Always Be Recruiting.
Much like grocery shopping when hungry, a big mistake is looking for candidates when you desperately need to hire them. Always be recruiting and open to networking. You never know where it will lead.
Use the Tools Correctly.
Assessment companies provide data about a candidate, but it's up to you to interpret it and combine it with nuances gleaned from those in-person interviews. The same goes for tracking systems, which are designed to make the hiring process more efficient. The problem is setting too many filters, which can shut out some great candidates. So manage these tools correctly and consider them part of the overall process, not the end-all be-all.
Do Your Homework.
When considering a candidate, be sure to assess all the factors that will help that person succeed or fail, as the case may be. Prioritize those factors based on their level of impact and come up with a "Performance Factor Portfolio." This sheet will give weight to the qualities you're after and help you keep score as you interview candidates.

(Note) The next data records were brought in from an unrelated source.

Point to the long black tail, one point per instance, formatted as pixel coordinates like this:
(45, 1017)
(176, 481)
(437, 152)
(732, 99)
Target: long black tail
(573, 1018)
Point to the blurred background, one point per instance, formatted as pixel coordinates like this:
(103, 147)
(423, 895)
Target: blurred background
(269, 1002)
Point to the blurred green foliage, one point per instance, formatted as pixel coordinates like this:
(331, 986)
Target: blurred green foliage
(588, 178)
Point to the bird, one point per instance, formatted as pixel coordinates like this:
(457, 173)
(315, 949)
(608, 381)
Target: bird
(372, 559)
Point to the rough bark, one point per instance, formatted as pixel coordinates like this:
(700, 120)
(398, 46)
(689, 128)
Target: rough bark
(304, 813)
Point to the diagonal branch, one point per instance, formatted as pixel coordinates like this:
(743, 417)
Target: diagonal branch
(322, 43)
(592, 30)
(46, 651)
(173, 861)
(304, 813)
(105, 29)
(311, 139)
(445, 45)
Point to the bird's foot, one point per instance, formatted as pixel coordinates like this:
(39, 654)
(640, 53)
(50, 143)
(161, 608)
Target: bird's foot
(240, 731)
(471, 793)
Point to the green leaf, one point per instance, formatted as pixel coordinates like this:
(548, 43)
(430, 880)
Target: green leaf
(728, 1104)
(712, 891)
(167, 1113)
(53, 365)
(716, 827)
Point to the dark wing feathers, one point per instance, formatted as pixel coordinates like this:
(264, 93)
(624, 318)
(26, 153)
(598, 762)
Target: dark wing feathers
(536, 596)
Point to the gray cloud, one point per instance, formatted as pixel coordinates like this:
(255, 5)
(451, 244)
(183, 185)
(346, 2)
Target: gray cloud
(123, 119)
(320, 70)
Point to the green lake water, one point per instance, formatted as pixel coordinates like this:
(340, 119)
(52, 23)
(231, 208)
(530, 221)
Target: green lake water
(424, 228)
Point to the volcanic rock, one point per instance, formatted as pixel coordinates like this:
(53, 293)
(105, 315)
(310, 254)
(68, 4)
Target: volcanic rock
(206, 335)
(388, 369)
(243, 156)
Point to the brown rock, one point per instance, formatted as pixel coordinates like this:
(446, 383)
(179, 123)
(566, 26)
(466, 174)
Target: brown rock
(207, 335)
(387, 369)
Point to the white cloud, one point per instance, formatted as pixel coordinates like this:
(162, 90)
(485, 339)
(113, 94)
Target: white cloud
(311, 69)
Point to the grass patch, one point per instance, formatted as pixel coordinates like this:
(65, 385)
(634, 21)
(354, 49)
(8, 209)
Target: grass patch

Base your interview questions on those priorities to see not only if a candidate is the right fit but what skills he or she has to offer.
Give Them a Test.
Before you make an offer, ask for a one-page business proposal in which the candidate explains how she or he would succeed at your company. Let him or her set the deadline. This step will reveal five things: whether she can communicate in writing; how well she gets the role; whether she's aligned with your company and can meet deadlines; and whether she is capable of following directions. All of these are important.